Auteur d’un très bon début d’exercice 2020-2021, l’arrière Austin Hollins (1,93m, 29 ans) n’est pas innocent aux résultats du Zénit Saint-Pétersbourg en Euroleague (4e, 13 victoires – 7 défaites) et en VTB League (1e, 11 victoires – 1 défaite).

Auteur d’un très bon début d’exercice 2020-2021, l’arrière Austin Hollins (1,93m, 29 ans) n’est pas innocent aux résultats du Zénit Saint-Pétersbourg en Euroleague (4e, 13 victoires – 7 défaites) et en VTB League (1e, 11 victoires – 1 défaite).

Arrivé en Russie à l’été 2019, Austin Hollins semble être parfaitement épanoui au Zénit Saint-Pétersbourg. Organisateur, shooteur mais aussi bon défenseur, il endosse aujourd’hui un rôle de leader dans le collectif de Xavi Pascual. Il s’est confié au média russe Sports.

« Le secret, c’est la confiance. Rien ne peut être réalisé sans la confiance. Nous faisons confiance à notre coach, nous nous faisons confiance. Tout le monde dans l’équipe sait quoi faire et n’essaye pas de faire cavalier seul. Notre entraînement est très intense, nous nous entraînons fort physiquement chaque jour, nous nous battons vraiment et cela se reflète dans les résultats. »

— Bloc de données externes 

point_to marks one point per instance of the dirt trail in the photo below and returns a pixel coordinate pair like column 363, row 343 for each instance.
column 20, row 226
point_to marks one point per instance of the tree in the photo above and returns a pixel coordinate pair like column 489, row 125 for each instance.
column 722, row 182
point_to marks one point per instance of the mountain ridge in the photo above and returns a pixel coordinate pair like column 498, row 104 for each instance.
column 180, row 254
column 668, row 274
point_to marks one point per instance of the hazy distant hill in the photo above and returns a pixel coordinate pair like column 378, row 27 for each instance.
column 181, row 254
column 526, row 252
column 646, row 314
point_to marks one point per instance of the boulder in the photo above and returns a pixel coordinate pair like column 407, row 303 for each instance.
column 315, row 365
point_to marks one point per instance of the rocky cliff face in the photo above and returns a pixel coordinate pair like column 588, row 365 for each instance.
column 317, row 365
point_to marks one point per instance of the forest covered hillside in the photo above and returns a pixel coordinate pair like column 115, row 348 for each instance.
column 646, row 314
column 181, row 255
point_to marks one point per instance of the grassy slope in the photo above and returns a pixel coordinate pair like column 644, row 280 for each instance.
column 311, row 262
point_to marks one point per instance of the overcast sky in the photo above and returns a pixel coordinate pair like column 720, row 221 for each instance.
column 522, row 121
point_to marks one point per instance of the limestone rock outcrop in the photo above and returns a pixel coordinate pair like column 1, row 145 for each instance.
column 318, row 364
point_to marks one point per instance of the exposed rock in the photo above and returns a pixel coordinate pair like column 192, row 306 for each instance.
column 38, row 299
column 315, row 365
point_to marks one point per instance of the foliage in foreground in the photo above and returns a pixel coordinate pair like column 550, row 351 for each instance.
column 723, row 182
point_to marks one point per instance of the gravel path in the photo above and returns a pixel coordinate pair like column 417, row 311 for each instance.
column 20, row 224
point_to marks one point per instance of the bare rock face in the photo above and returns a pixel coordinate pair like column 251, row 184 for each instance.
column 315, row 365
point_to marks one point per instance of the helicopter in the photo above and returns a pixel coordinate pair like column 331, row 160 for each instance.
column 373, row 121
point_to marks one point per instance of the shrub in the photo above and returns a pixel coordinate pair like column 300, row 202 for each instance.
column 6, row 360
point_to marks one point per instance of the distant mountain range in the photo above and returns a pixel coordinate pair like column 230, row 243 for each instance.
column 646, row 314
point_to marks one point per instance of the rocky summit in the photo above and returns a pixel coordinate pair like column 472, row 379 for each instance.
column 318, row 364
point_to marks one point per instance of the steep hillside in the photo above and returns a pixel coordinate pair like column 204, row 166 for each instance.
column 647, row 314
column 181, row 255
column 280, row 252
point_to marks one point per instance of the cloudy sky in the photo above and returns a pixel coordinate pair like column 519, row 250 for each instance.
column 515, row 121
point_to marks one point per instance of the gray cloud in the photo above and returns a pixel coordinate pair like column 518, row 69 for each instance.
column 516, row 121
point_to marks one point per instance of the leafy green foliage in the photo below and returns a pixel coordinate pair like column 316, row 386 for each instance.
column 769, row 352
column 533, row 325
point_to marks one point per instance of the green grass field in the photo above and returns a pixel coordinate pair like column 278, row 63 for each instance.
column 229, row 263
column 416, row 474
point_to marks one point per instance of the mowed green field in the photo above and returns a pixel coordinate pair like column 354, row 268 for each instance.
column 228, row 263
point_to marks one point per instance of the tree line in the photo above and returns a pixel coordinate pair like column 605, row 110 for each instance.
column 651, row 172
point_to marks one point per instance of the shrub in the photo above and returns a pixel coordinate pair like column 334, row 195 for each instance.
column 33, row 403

Dans cette interview, l’arrière du Zenit évoque notamment l’incroyable saison collective de son équipe, mais aussi ses progrès individuels. Meilleur joueur du Zénit à l’évaluation en VTB League (13,9), titulaire en puissance en Euroleague (17 fois titulaires en 19 matchs, 8,4 points en 20 minutes de moyenne), il mise tout sur le collectif.

« Nous sommes une vraie famille. Nous jouons ensemble depuis longtemps, nous nous comprenons bien. La pandémie a également contribué à notre unité, car nous avons presque tous été malades du coronavirus, nous étions en quarantaine depuis un certain temps. Des choses comme celles-là maintiennent une équipe unie. »

Au point de tirer la comparaison avec l’une des armadas NBA du début des années 2010, les Memphis Grizllies de Marc Gasol, Mike Conley, Zach Randolph ou encore Tony Allen, coachés par son père, Lionel Hollins, entre 2009 et 2013.

« On peut comparer ce Zénit à l’équipe que mon père a coaché à Memphis, tout repose sur la défense. Seulement, je dirais que nous sommes bien plus complets parce que les Grizzlies étaient centrés sur la protection de la raquette, ce n’est pas pour rien qu’ils avaient le surnom de « grit and grind ». Mais, dans l’esprit et la compétition, les deux équipes se ressemblent beaucoup. »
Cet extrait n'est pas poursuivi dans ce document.